The text was preserved in the Japanese Rinzai (Daikaku-ha and related) lineages and entered the modern Chinese-language Wàn xùzàng via Japanese sources.
Translations and research
- No substantial Western-language translation located of X534 specifically.
- John R. McRae, “Ch’an Commentaries on the Heart Sūtra: Preliminary Inferences on the Permutation of Chinese Buddhism,” JIABS 11.2 (1988): 87–115 — frame for the wider Chan tradition of Heart Sūtra commentary including X534.
- Martin Collcutt, Five Mountains: The Rinzai Zen Monastic Institution in Medieval Japan (Cambridge, MA: Harvard, 1981) — fundamental for the Daikaku-ha lineage and the Sino-Japanese Zen transmission.
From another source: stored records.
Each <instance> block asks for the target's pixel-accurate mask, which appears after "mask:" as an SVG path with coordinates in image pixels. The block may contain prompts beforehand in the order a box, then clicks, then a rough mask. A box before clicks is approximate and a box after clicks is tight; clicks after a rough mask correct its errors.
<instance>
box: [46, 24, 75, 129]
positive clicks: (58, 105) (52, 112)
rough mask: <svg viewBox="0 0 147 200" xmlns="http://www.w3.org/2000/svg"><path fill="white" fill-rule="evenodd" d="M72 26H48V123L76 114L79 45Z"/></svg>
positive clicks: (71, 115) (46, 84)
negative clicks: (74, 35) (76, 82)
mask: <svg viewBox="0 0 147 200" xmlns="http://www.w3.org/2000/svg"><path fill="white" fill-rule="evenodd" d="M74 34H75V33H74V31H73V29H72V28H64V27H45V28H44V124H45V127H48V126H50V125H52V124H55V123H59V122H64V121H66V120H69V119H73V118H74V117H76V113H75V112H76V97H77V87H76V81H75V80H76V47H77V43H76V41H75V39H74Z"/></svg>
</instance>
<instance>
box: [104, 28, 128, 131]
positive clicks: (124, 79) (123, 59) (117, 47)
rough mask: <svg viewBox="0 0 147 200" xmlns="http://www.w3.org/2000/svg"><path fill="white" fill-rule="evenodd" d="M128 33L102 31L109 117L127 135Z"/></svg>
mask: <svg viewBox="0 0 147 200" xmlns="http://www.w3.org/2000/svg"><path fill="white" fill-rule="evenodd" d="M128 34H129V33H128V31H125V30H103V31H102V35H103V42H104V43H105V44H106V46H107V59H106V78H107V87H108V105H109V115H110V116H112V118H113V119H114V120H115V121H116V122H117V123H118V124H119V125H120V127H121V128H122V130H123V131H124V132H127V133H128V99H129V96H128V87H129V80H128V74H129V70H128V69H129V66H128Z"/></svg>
- Steven Heine, From Chinese Chan to Japanese Zen: A Remarkable Century of Transmission and Transformation (Oxford: OUP, 2018) — recent monograph on the period of Dàolóng and his Sōtō counterpart Dōgen.
- Yanagida Seizan 柳田聖山 and Iriya Yoshitaka 入矢義高, modern Japanese-language editions of Sòng Chan commentary literature; both treated Dàolóng’s Heart Sūtra commentary in their work.
- Shì Dōng-chū 釋東初, Zhōng-Rì Fójiào jiāotōng shǐ 中日佛教交通史 (1970) — comprehensive Chinese-language history of Sino-Japanese Buddhist relations including Dàolóng.
Other points of interest
The text is one of the small group of mid-thirteenth-century Chinese Buddhist commentaries composed in Japan by Sòng Chan masters who had emigrated. Together with 兀庵普寧 Wú’ān Pǔníng (1197–1276), 大休正念 Dàxiū Zhèngnián (1215–1290), and 無學祖元 Wúxué Zǔyuán (1226–1286), Dàolóng was among the leading Sòng Chan emigrants who shaped the early Kamakura Rinzai institution. X534 is one of the relatively few literary remnants of this Sino-Japanese Sòng-Chan moment.